Simulations and modes of convergence - Biased and Inefficient

We often have theory that says $\sqrt{n} ({\hat{θ}}_{n} - θ) \overset{d}{\to} N (0, σ^{2}),$
and then do simulations to see how well the asymptotic approximation applies. After doing so, we often present tables of the empirical mean and standard deviation of ${\hat{θ}}_{n} .$ This doesn’t make a lot of sense.

Knowing that $\sqrt{n} ({\hat{θ}}_{n} - θ) \overset{d}{\to} N (0, σ^{2})$ doesn’t tell us anything about the moments of ${\hat{θ}}_{n}$ for any finite $n$ . Convergence in distribution does not imply convergence in mean. For example, ${\hat{θ}}_{n}$ could be maximum likelihood estimates in a logistic regression model. These have no finite moments for any finite $n$ , because they are infinite with positive probability.

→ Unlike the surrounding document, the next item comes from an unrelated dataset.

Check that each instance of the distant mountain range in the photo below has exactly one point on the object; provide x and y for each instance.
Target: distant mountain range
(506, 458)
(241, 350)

However, the asymptotic result does tell us that the quantiles of ${\hat{θ}}_{n}$ , suitably scaled, should converge to those of the approximating Normal distribution. The median of ${\hat{θ}}_{n}$ should converge to $θ$ ; the MAD of ${\hat{θ}}_{n}$ (after scaling by $\sqrt{n}$ ) should converge to $σ$ , and the probability that $({\hat{θ}}_{n} - 1.96 \times \hat{s e} [{\hat{θ}}_{n}], {\hat{θ}}_{n} + 1.96 \times \hat{s e} [{\hat{θ}}_{n}])$ includes $θ$ should converge to 95%.

Knowing how good the asymptotic approximation is for these quantile-based statistics is usually sufficient to tell us if the approximation is useful in practice. We usually don’t care about the mean of ${\hat{θ}}_{n}$ in any substantive way, since if we did, we’d be more worried when it didn’t have one.

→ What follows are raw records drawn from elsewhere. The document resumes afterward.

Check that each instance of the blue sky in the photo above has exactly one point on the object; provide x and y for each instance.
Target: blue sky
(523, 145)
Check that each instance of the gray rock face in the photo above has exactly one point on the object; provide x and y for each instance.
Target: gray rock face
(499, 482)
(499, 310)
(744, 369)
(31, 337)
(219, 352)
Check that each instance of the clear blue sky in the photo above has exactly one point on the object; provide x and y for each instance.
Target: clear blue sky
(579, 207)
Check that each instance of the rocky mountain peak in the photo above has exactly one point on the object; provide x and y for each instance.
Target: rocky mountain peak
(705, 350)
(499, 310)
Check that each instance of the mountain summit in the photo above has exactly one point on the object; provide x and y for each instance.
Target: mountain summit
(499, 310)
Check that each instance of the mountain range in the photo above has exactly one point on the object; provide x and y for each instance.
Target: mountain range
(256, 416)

I think the usefulness of ‘robust statistics’ gets oversold a lot, but this really is a case where it’s meaningful and true to say that the median of an approximately-Normal variable is a better summary of the location parameter than the mean is. We should be presenting robust (ie, weakly continuous) summaries of the results of simulations motivated by asymptotics unless there’s a specific reason to care about moments.